Ancak Newton fiziği 1900 yılında pusuya düşürüldü ve farklı doğa yasalarının hüküm sürdüğü kuantum dünyasına girildi. Kuantum mekaniğinde Newton mekaniğine göre farklılıkların ortaya çıktığı alanlar, makroskobik ve mikroskobik dünyalardaki kuralların birbirine uymaması, herhangi bir homojoniteden söz edilememesi, zamanının süreklilik arz etmemesi, konum ve momentum gibi fiziksel özelliklerin aynı anda tespit edilemeyip ortama belirsizliğin hakim olması, öngörülemezlik ve nihayet atom – altı parçacıkların dünyasında yaptığımız ölçümlerin kendimizi bu işlemlerden soyutlayamaz oluşumuz, yani sonuçları etkilememizdi (Crease ve Goldhaber, 2016: 22). Bu arada Einstein’ın görelilik kuramı klasik objektiflik kavramını yıkmış, gerçek anlamda geçmişle bağlarını kıran ilk fizik kuramı ise kuantum mekaniği olmuştu. O kadar öyle ki kuantum mekaniği, insanoğlunu, tabiatın içine oturtmakla kalmayıp, makroskobik sayıda atomlardan oluşmuş “ağır” varlıklar diye adlandırmıştı (Prigogine ve Stengers, 1998: 263). Nitekim günümüzde, kuantum alan kuramına göre, 13,72 milyar yıl önceki büyük patlama ile meydana gelen yıldızların tozlarından oluştuğumuzu söyleyen çok sayıda fizikçi vardır.

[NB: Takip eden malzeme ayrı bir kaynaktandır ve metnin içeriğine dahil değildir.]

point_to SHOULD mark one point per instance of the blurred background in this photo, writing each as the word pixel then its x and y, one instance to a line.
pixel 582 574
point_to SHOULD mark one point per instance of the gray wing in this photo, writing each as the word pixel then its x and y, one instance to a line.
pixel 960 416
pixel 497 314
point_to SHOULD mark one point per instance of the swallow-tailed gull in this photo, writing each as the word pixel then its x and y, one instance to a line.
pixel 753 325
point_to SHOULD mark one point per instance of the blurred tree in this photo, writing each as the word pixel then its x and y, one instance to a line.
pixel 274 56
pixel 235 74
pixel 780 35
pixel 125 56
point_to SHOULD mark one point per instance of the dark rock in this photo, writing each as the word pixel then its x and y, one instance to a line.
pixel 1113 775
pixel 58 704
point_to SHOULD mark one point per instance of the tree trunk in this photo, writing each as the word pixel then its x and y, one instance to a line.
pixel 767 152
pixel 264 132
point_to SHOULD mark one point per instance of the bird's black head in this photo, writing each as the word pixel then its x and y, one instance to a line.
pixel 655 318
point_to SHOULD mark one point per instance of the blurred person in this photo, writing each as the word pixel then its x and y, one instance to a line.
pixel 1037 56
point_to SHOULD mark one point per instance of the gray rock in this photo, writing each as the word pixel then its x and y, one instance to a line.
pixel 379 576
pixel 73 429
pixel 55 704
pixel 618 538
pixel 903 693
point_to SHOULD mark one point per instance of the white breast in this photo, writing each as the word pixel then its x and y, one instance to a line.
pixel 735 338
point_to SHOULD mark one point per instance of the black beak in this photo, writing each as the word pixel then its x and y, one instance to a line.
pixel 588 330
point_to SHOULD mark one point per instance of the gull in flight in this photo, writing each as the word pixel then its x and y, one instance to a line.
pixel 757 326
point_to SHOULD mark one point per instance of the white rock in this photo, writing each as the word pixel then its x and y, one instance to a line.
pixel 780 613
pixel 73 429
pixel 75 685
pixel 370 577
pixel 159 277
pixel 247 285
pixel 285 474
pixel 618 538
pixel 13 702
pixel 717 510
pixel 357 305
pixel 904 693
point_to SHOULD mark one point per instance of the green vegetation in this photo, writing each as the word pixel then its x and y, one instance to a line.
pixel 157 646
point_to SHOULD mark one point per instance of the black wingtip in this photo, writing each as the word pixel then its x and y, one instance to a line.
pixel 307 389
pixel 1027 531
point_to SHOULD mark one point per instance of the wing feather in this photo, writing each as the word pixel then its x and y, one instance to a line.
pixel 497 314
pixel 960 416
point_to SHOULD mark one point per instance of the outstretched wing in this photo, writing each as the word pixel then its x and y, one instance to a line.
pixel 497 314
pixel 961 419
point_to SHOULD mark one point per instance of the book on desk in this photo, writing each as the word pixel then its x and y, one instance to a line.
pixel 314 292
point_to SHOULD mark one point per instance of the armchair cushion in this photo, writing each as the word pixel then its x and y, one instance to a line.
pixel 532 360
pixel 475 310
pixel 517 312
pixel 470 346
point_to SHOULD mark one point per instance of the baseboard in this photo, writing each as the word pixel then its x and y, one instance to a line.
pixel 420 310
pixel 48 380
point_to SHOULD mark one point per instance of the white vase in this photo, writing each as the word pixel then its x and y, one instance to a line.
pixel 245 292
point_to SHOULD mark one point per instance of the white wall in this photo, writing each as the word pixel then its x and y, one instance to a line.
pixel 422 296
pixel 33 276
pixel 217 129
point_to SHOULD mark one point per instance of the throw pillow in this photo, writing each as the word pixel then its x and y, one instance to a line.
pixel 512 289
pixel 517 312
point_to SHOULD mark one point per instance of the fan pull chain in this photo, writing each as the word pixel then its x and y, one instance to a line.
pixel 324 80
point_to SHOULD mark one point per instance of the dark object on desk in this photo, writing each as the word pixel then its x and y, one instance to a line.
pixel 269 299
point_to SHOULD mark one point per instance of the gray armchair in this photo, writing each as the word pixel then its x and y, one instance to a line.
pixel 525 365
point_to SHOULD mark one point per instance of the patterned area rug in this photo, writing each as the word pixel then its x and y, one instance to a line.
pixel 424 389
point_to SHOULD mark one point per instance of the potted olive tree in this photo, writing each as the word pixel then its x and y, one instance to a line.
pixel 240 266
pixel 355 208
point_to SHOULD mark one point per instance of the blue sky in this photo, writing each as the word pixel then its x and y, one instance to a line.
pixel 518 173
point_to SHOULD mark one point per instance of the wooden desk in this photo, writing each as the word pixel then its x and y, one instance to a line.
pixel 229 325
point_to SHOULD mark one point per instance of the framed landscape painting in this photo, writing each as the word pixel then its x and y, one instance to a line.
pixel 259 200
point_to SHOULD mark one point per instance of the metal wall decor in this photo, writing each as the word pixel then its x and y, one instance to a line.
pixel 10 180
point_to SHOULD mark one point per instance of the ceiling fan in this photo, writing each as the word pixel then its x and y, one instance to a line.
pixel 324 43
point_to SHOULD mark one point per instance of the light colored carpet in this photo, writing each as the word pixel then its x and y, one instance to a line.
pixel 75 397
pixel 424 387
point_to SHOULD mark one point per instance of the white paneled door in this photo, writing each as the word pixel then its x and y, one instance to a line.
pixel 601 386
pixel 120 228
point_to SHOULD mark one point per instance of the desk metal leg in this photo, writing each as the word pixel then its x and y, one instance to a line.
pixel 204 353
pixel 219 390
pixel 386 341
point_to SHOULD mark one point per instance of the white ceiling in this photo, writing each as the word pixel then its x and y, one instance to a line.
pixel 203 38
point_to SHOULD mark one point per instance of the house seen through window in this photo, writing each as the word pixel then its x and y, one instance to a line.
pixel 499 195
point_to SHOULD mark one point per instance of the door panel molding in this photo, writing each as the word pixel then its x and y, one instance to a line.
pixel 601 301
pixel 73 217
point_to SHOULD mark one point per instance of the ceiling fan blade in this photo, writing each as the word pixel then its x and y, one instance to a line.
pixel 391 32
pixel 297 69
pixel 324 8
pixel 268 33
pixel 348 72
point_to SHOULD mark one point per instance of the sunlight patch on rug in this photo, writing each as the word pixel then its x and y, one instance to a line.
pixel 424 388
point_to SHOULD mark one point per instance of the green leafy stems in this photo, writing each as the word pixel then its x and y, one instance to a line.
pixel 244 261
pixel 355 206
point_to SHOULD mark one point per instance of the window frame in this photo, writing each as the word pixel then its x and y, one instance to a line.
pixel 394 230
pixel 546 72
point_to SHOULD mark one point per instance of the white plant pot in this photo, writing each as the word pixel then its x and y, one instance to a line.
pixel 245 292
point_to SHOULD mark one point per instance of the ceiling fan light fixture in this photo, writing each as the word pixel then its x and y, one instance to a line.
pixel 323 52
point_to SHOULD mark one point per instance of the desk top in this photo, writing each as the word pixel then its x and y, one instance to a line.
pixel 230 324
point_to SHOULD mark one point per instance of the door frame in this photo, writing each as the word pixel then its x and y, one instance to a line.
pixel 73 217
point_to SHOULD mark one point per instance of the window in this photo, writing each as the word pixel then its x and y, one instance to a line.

Einstein’ın özel görelilik kuramı birbirine göre farklı hızlarda giden sistemlerde nesnelerin hızları da farklı görünür ve evrensel bir sabit olan ışık hızı, ne kadar hızlı hareket ederlerse etsinler tüm gözlemciler için aynı olup hiçbir zaman ulaşılamaz bir büyüklüktür (299.792.458 mt/sn). Bu yalın fikir kütle ile enerjinin denkliği gibi (E=mc²) çığır açıcı sonuçlara yol açar ve örneğin ışık hızına yakın olayların tasvirinde her şeyin göreli olduğu söylenip üç uzay koordinatına zamanı da eklenerek uzayzaman kavramına ulaşılır. Böylelikle Newton’un mutlak zaman ve uzay kavramı yıkılmış olur. Genel görelilik kuramında ise uzay artık maddeden bağımsız bir şey olmadığı için uzayın kendisi kütleçekim alanı olur ve gezegenlerin güneş etrafında dönmelerinin nedeni uzayzamanın bükülmesine bağlanır.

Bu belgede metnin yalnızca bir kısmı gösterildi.